Tristan Janes (A17) and William Kinum (A17) will try to conquer Iztaccihuatl, a dormant volcano on the border between the State of Mexico and Puebla. This will be Janes’ second attempt at scaling Iztaccihuatl. His previous attempt, with his father while in high school, was unsuccessful.

This time, Janes recruited Kinum to join him. He wants to achieve a goal he first set his sights on several years ago.

“I’m pretty determined,” Janes says. “I made it far enough the first time, when I wasn’t in as good enough shape as I am now, to know it’s possible.”

Janes and Kinum left December 19 to fly to Puebla. The Johnnies will spend three weeks in Mexico, relaxing, seeing the sights and even taking in a unique radish-carving festival in Oaxaca. Janes’ grandmother lives in Puebla, and they will be staying with her.

But the main focus will be on ascending Iztaccihuatl.

Tristan Janes (left) and his father, Jason Janes, stand on the volcano as they tried to summit it several years ago.
Tristan Janes (left) and his father, Jason Janes, stand on the volcano as they tried to summit it several years ago.

Much of the Johnnies’ recent preparation has come in the form of cardiovascular work, like running and working out in Iglehart Hall. Their muscles, hearts and lungs have to be prepared, especially for the altitude.

When Janes attempted to summit the peak in high school, he and his father flew into Puebla, which is at approximately 7,000 feet, then drove up to 10,000 feet and attempted to hike to the summit. They didn’t quite make it.

“Before, it was mainly an altitude problem,” he says. “In 36 hours, we went up 16,000 feet.”

This time, Janes and Kinum will take more time to get used to the altitude, including a night in basecamp at around 11,000-12,000 feet. Then they will attempt to hike to the summit.

While temperatures will be in the 70s at lower altitude, the peak will be covered in snow and ice. The Johnnies are taking ice picks, crampons and other equipment to help with the ascent.

If they get to the top, they will take in a “phenomenally beautiful” view, Janes says.

“You can see on one side Mexico City and the other side Puebla,” he says. “The whole thing falls out beneath you.”
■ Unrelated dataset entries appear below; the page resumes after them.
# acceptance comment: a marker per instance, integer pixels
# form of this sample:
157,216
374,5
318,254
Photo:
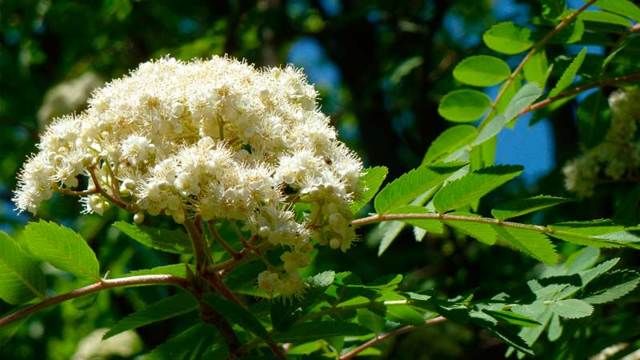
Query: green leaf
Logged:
612,286
552,9
171,241
314,330
236,314
512,318
450,141
537,69
521,207
572,308
404,314
464,105
189,344
306,348
588,233
481,70
605,17
570,34
409,186
530,242
569,74
163,309
371,180
370,320
508,38
473,186
555,328
523,98
20,276
621,7
62,248
432,226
The first recorded ascent of Iztaccihuatl was made in 1889, according to online accounts, though archaeological evidence suggests the Aztecs and other cultures climbed it previously. It is now a popular destination for hikers and climbers.

Tristan Janes hikes on a section of the Pacific Crest Trail in 2015.
Janes hikes on a section of the Pacific Crest Trail in California in 2015.

Popocatépetl, meanwhile, is the most active volcano in Mexico, and climbing is prohibited. There have been several eruptions this year.

Janes says he is “a little nervous” about the ascent of Iztaccihuatl. But if he and Kinum succeed, he says the planning and preparation will be worth it. He will have achieved his goal.

Janes has other goals, too, including one to hike the Pacific Crest Trail from Canada to Mexico. He already has hiked portions of it, but plans to traverse it from border to border after he graduates from St. John’s.

Then Janes plans to enroll in a dual masters program in viticulture science and winemaking in France. While there, he plans to do some hiking around Europe, too.